Fernando Duarte, também bailarino da companhia, nunca dançou O Pássaro de Fogo e trata a partitura de Stravinsky com reverência. Classifica-a muitas vezes como “pujante” e “sublime” e garante que jamais se atreveria a impor-lhe cortes. No guião de Fokine, que aqui se apresenta numa cenografia em vídeo mapping  de Nuno Maya e com figurinos de José António Tenente que nada devem à tradição do folclore russo, ao contrário dos originais de Bakst, o jovem coreógrafo também não fez alterações. “Quando trabalho tento sempre respeitar a forma como o compositor imaginou a peça do princípio ao fim”, diz, referindo-se aos outros dois trabalhos que assinou para a companhia, em especial a O Lago dos Cisnes, a sua estreia. “E aqui, como o trabalho do músico e do coreógrafo, que junta as duas histórias numa só, está muito colado à partitura, porque foi desenvolvido praticamente ao mesmo tempo, também não faria sentido alterá-lo muito.”

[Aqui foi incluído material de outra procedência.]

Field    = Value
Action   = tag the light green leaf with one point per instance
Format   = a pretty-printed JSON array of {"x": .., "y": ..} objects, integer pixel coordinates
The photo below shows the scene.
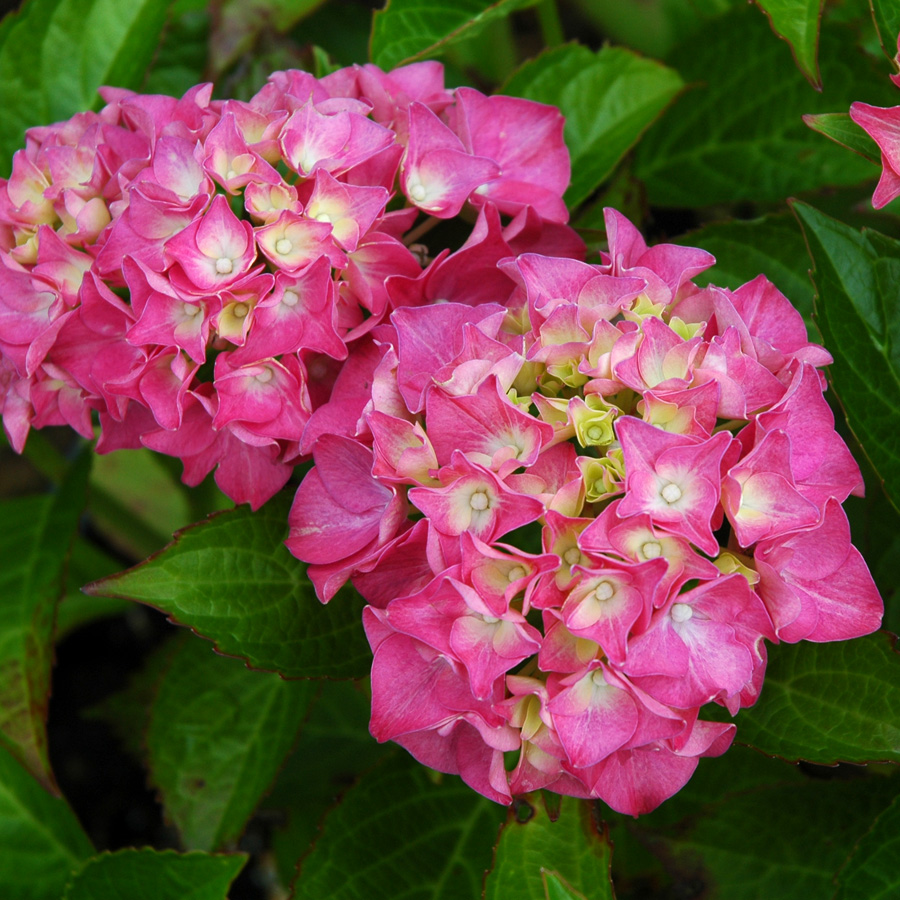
[
  {"x": 217, "y": 736},
  {"x": 54, "y": 54},
  {"x": 797, "y": 21},
  {"x": 155, "y": 875},
  {"x": 772, "y": 246},
  {"x": 871, "y": 872},
  {"x": 34, "y": 541},
  {"x": 850, "y": 315},
  {"x": 573, "y": 847},
  {"x": 333, "y": 750},
  {"x": 609, "y": 99},
  {"x": 234, "y": 582},
  {"x": 841, "y": 129},
  {"x": 738, "y": 134},
  {"x": 406, "y": 31},
  {"x": 887, "y": 21},
  {"x": 398, "y": 834},
  {"x": 827, "y": 703},
  {"x": 41, "y": 839}
]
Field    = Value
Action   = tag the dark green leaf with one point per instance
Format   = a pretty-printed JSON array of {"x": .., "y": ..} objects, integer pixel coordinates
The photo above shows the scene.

O que Fernando Duarte e Carlos Pimenta (dramaturgia) fazem é colocar a acção num tempo indistinto. “O nosso Pássaro vive num tempo por vir porque não queríamos fechar o conto, não queríamos que as pessoas sentissem que ele tem um prazo de validade”, explica o encenador, para quem o cenário imersivo de Maya (a projecção das imagens é feita a 270 graus) funciona como um livro de histórias ao vivo. “Não queremos que o cenário seja a estrela, porque num bailado a estrela deve ser a dança. Mas aqui ele funciona sobretudo como um instrumento para arrastar o público para dentro do espectáculo, um público que, por causa do número de músicos necessários para a partitura, está muito afastado do palco.” Nesta nova peça da CNB, que envolve 34 bailarinos, a Orquestra Sinfónica Portuguesa, sob a direcção de Joana Carneiro, actua com uma formação de 86 elementos.

Com uma estrutura pesada como esta, “era importante que o bailado fosse mais íntimo, mais humano”, acrescenta o coreógrafo. “Este nosso pássaro mágico nunca deixa de ser, também, uma mulher. Com toda a sua fragilidade e beleza. Eu não podia sujeitá-la ao mero esbracejar da ave que quer fugir.” Ela tem, afinal, a força de quem resiste e “uma imensa graciosidade”. É por isso, diz Fernando Duarte, que o Pássaro é capaz de garantir a vida eterna e é por isso, também, que Ivan nunca tem ao longo desta coreografia gestos largos: “Ele está quase sempre muito voltado para dentro, como se se mexesse com muito cuidado.” Exactamente o que fazemos quando temos um pássaro nas mãos e as fechamos em concha, para que não fuja.

A CNB dança O Pássaro de Fogo até 28 de Junho.